I figured there would be shouts and screams of derision and laughter. There was stone cold silence. I felt the hot, prickly, sick fear and red face. I sang.

The next rendition, those damned girls sang.

3. In the hospital the staff was insulting my friend, a schitzophrenic. He was such a sweet and lovely boy. I loved him dearly, and he came to love me, too. I knew. They were calling him roly-poly and saying, “blink” and sitting there on their asses smirking, looking at each other, and him, in the day room.

I said, “I feel like I am in high school.”

The male tech turned and said, surprised, “Why?” and that was when they got hoofed.

The schitzophrenic made his appropriate addition and regally and with great dignity, left the room.

They did not repeat the behavior.

Imagine, my first time in a locked psychiatric facility.
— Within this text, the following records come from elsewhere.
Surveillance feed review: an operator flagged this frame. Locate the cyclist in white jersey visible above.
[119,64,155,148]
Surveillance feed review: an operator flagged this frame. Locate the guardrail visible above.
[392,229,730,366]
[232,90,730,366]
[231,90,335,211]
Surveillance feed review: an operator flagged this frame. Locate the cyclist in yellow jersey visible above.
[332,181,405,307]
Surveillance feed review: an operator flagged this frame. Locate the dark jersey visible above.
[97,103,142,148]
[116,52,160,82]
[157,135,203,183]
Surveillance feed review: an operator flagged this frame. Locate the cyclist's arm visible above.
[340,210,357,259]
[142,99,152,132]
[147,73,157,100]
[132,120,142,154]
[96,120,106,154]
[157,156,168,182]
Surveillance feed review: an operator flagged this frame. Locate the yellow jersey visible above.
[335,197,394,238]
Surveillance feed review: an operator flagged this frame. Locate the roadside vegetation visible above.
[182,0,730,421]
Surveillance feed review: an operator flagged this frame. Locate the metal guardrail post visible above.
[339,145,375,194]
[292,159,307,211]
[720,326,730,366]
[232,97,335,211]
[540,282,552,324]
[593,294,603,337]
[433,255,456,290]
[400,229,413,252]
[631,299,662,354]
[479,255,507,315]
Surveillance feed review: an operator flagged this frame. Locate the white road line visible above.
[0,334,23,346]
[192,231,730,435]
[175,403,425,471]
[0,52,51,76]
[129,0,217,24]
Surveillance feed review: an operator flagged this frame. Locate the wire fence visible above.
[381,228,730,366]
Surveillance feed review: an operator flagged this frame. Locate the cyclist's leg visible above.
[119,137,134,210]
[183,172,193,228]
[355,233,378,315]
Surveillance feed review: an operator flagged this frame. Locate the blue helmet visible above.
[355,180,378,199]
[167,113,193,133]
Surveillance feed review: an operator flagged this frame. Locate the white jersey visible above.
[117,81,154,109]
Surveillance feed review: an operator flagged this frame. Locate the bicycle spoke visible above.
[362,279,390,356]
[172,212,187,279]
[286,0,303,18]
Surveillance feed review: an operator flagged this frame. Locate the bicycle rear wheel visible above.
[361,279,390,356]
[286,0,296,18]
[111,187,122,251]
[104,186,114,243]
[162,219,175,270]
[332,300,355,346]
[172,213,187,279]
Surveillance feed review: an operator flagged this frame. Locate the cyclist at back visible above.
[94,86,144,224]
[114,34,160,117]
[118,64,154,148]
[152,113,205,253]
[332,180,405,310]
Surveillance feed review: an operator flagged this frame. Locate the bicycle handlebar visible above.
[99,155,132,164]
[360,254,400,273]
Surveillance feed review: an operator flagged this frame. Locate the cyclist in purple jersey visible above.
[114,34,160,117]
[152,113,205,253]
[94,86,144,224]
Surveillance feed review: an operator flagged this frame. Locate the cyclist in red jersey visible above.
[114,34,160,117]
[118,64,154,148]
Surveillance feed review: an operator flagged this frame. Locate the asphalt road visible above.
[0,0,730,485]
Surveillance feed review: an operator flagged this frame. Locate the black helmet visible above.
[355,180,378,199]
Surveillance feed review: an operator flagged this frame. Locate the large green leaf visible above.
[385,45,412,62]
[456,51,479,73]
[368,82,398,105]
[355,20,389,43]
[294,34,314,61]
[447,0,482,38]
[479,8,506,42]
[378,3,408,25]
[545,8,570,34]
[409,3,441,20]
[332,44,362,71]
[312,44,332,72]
I had a lot to lose by condemning these people. It didn’t matter. I was treated the same, with respect and kindness. I was scared, but I did it anyway.

Now, are you seeing a pattern?

I’m afraid/loathe to stand up for myself, but I’ll stand up in front of a bullet for YOU.

I think that is exactly what caused the meltdown with my father, a man i usually bow down to. He accused me of accusing HIM of lying, and then treated me with anger and disdain. I lost it.

“Speak your mind even if your hands shake.” Even if you get a hot, sick chill.

Lately, the stress and shock of what I’ve been through, including my friend’s husband dying, has left me numb. I don’t have any fears right now. I feel fearless.

My shower door stays pulled closed nowadays. If Mr. Bates shows up, he’s gonna get hoofed.